Annual Holdings Reports. The annual holdings report for accounts not linked for automated reporting to the ELF platform must be submitted to Compliance. All information reported must be current as of a date no more than 45 days prior to the date of the report and the report should contain the same information contained in the initial holdings report. Quarterly Transaction Reports. Each Access Person whose account is not linked to ELF for automated reporting shall make a written report with respect to any transactions in reportable securities during the previous calendar quarter within 30 days after the quarter end.

 

   

Certain transactions must be pre-cleared within ELF. If approval is granted, it will be valid for two business days. If the trade is not executed within that period, the Employee will have to resubmit the request.

 

   

Employees and members of their Family/Household must hold certain securities for a minimum period of 60 calendar days. The holding period may be waived in extreme circumstances or hardship.

 

   

Employees located in the U.S. are prohibited from purchasing IPOs. Access Persons located in all other jurisdictions are prohibited from participating in IPOs that will be listed on a US exchange. Access Persons will obtain approval before they directly or indirectly acquire beneficial ownership in an IPO that will be listed elsewhere

 

   

Access Persons must obtain approval via ELF before acquiring beneficial ownership in a limited offering or private placement.
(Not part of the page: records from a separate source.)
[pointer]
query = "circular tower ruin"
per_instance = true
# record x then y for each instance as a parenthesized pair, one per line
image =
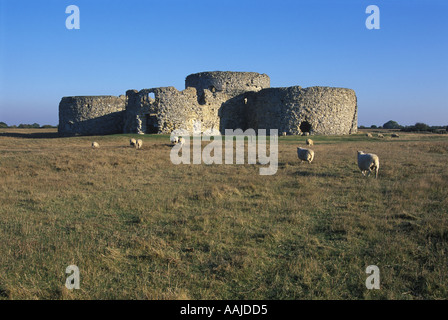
(228, 82)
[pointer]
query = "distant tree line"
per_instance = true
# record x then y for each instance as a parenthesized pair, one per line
(418, 127)
(22, 125)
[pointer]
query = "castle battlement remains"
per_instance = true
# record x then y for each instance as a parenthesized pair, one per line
(218, 100)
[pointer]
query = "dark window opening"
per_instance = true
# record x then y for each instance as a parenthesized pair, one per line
(152, 125)
(305, 126)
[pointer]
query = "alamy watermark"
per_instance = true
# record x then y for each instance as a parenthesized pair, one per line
(73, 280)
(256, 148)
(373, 20)
(73, 20)
(373, 281)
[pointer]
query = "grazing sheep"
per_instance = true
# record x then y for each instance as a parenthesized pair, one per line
(305, 154)
(138, 144)
(368, 162)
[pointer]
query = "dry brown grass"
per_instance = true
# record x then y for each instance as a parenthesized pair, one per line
(139, 227)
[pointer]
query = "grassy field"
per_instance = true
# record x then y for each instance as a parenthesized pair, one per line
(139, 227)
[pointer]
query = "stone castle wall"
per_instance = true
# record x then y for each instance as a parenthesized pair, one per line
(171, 109)
(218, 101)
(296, 110)
(230, 83)
(91, 115)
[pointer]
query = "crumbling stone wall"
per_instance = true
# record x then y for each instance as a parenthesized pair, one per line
(91, 115)
(171, 109)
(296, 110)
(230, 83)
(218, 101)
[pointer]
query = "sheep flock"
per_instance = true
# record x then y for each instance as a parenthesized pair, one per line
(368, 163)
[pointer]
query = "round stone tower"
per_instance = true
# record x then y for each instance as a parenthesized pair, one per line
(91, 115)
(230, 83)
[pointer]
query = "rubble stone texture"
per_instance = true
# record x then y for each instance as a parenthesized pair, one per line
(217, 101)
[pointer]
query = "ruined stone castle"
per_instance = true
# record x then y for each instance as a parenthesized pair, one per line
(218, 101)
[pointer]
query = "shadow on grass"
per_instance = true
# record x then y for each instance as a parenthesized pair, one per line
(315, 174)
(33, 135)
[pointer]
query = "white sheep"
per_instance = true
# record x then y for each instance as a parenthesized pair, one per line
(139, 144)
(368, 162)
(305, 154)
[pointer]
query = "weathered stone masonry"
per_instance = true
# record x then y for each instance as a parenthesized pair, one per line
(218, 101)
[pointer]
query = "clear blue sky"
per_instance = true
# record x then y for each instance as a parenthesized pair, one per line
(399, 72)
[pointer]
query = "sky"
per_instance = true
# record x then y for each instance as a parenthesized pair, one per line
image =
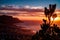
(43, 3)
(33, 9)
(29, 5)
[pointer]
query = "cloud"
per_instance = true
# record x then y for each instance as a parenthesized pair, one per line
(21, 11)
(33, 7)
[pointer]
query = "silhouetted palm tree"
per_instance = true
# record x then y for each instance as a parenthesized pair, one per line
(49, 12)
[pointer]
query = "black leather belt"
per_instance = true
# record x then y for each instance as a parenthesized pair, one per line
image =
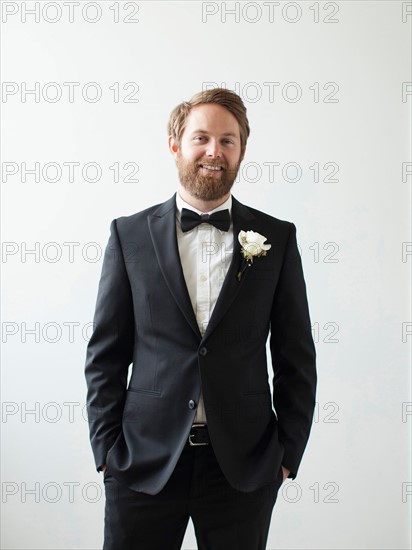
(199, 435)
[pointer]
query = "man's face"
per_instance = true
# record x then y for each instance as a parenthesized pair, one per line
(210, 153)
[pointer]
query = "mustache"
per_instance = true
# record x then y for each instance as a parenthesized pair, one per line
(213, 164)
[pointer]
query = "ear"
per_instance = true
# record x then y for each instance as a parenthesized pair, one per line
(173, 146)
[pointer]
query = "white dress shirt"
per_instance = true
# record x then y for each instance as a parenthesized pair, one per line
(205, 255)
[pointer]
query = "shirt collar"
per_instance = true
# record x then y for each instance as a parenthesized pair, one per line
(180, 203)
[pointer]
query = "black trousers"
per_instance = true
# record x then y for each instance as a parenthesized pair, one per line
(223, 518)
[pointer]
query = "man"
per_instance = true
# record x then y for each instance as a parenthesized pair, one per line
(189, 291)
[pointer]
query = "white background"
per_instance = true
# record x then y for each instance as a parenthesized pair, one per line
(354, 486)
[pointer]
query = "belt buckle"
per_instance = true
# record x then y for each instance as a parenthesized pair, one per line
(191, 443)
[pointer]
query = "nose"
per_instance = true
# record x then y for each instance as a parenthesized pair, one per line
(213, 149)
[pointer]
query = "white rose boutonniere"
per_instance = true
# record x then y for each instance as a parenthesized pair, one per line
(253, 246)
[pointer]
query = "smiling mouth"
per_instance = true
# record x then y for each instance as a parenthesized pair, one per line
(211, 167)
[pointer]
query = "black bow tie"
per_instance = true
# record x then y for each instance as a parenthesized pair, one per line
(189, 219)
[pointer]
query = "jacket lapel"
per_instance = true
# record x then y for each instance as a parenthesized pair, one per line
(162, 227)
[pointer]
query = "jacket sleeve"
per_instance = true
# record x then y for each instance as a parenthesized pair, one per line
(109, 351)
(293, 358)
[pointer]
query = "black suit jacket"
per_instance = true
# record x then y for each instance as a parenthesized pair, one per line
(144, 318)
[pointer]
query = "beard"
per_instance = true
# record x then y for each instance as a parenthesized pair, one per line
(207, 187)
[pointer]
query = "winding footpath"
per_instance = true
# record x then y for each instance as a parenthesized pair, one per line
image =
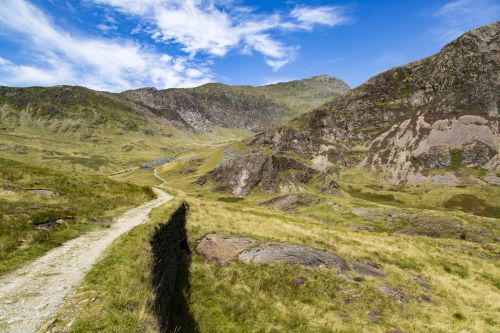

All information supplied under these procedures will be reviewed by the Compliance team for compliance with the policies and procedures in this Code of Ethics and the FSI Global Personal Dealing Policy.

 

ANNUAL

REVIEW AND ACKNOWLEDGEMENT

This Code of Ethics will be formally reviewed at least annually for accuracy and the effectiveness of its implementation.

 

6


LOGO

 

Upon hiring and annually thereafter, each Supervised Person of FSI is required to sign a written acknowledgement that he or she has received a copy of this Code, has carefully read the Code, understood it, and has and will continue to abide by its terms. A violation of this Code may be cause for significant sanctions including termination of employment, to the extent permitted by applicable law.